Solr 4.0: Partial documents update

As Lucene and Solr are slowly showing up on the horizon I decided to take a look at another Solr feature which may be very useful for users – partial document update.

Solr Version

In order to test partial documents update functionality I used the upcoming Apache Solr 4.0 alpha.

Assumptions

Lets assume, that we need to update a single field in the index and we don’t want to send the whole document. Lets say, that we need to update product price, which is updated a few times a day. We don’t want to index the whole document again and again, because its not only its name, but also the binary files that are processed by Tika and because of that the indexing is taking quite long. Is there something we can do ? Yes, we can, but first lets look at the index structure.

Index Structure

The index structure is very simple – it contains the product identifier (id), its name (title), price (price) and description (description). So, the fields section of the schema.xml file would look like this:

<fields>
  <field name="id" type="string" indexed="true" stored="true" required="true" />
  <field name="name" type="text_general" indexed="true" stored="true"/>
  <field name="price" type="float" indexed="true" stored="true" />
  <field name="description" type="text_general" indexed="true" stored="true" />
  <field name="_version_" type="long" indexed="true" stored="true"/>
</fields>

Its worth to notice two things: first of all, all the fields are mark as stored=”true”. Why such a setup – I’ll talk about it later. The second thing is the  _version_ field, which is used internally by Solr and is needed.

Index Contents

In order to make a test of the new functionality I indexed a single document.

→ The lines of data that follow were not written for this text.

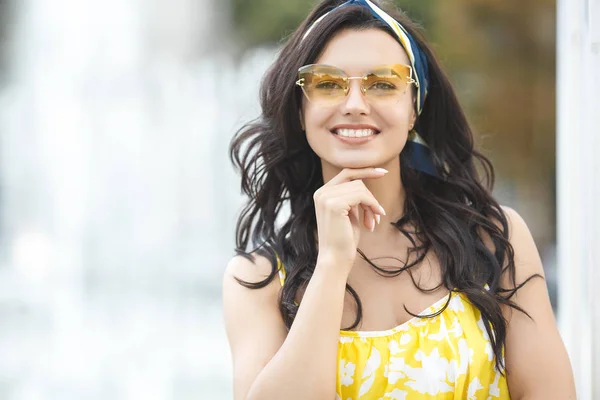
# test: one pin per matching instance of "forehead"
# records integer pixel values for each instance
(357, 51)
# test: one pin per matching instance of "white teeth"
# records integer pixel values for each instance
(355, 132)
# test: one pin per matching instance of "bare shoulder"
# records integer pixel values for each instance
(535, 355)
(253, 324)
(255, 270)
(527, 258)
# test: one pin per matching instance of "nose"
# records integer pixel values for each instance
(355, 102)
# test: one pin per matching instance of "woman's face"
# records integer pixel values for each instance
(357, 52)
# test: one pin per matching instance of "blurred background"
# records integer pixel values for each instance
(117, 198)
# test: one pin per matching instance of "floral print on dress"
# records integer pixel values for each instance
(445, 357)
(448, 356)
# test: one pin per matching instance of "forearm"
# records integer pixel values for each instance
(305, 365)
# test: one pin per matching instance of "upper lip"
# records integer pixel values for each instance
(354, 126)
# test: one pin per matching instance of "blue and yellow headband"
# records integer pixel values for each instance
(417, 59)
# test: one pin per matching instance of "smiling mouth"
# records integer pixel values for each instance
(354, 133)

The q=*:* query returned the following:

<?xml version="1.0" encoding="UTF-8"?>
<response>
<lst name="responseHeader">
  <int name="status">0</int>
  <int name="QTime">0</int>
  <lst name="params">
    <str name="indent">true</str>
    <str name="q">*:*</str>
  </lst>
</lst>
<result name="response" numFound="1" start="0">
  <doc>
    <str name="id">1</str>
    <str name="name">Test 1</str>
    <float name="price">479.95</float>
    <str name="description">Description 1</str>
    <long name="_version_">1406418192301031424</long>
  </doc>
</result>
</response>

Partial Update

In order to update documents price field we need to run the following command:

curl 'localhost:8983/solr/update?commit=true' -H 'Content-type:application/json' -d '[{"id":"1","price":{"set":100}}]'

The above command tells Solr to update document with id equal 1 and set the price field to 100. So, what does q=*:* return now ? Lets take a look:

<?xml version="1.0" encoding="UTF-8"?>
<response>
<lst name="responseHeader">
  <int name="status">0</int>
  <int name="QTime">0</int>
  <lst name="params">
    <str name="indent">true</str>
    <str name="q">*:*</str>
  </lst>
</lst>
<result name="response" numFound="1" start="0">
  <doc>
    <str name="id">1</str>
    <str name="name">Test 1</str>
    <float name="price">100.0</float>
    <str name="description">Description 1</str>
    <long name="_version_">1406418399028838400</long>
  </doc>
</result>
</response>

As you can see the price field was updated and the rest of the fields are still there with their original values. In addition to that, the _version_ field was also updated, so we got exactly what we wanted.

Only Fields Updates ?

Not only field updates are supported – you can for example add values to multivalued fields. If you are interested in this functionality I suggest testing it with add command (in addition to the set command presented in the above example). As you can see this new Solr functionality is not only about changing a single field value and lets you do a bit more with your indexed documents.

Things Worth Remembering

Lets get back to the index structure. As I wrote before, all the fields of our document are marked as stored=”true”. We need that in order to update single fields of those documents. Solr uses stored fields to get data from them and than uses this data to reconstruct the document that will be removed and indexed again. Of course the newly indexed document will have the changes we told Solr we want.

To Sum Up

It’s clear that the partial update in Solr 4.0 doesn’t partially update Lucene index, but instead removes a document from the index and indexes an updated one. Of course all of that is done on Solr side, so we don’t have to worry about a single (or multiple) fields in the index. You need to remember though that this comes with a cost of larger index as you need to store all the fields in order for Solr to be able to use them. We gain simplicity, time and networks usage, but we need sacrifice the index size because of that.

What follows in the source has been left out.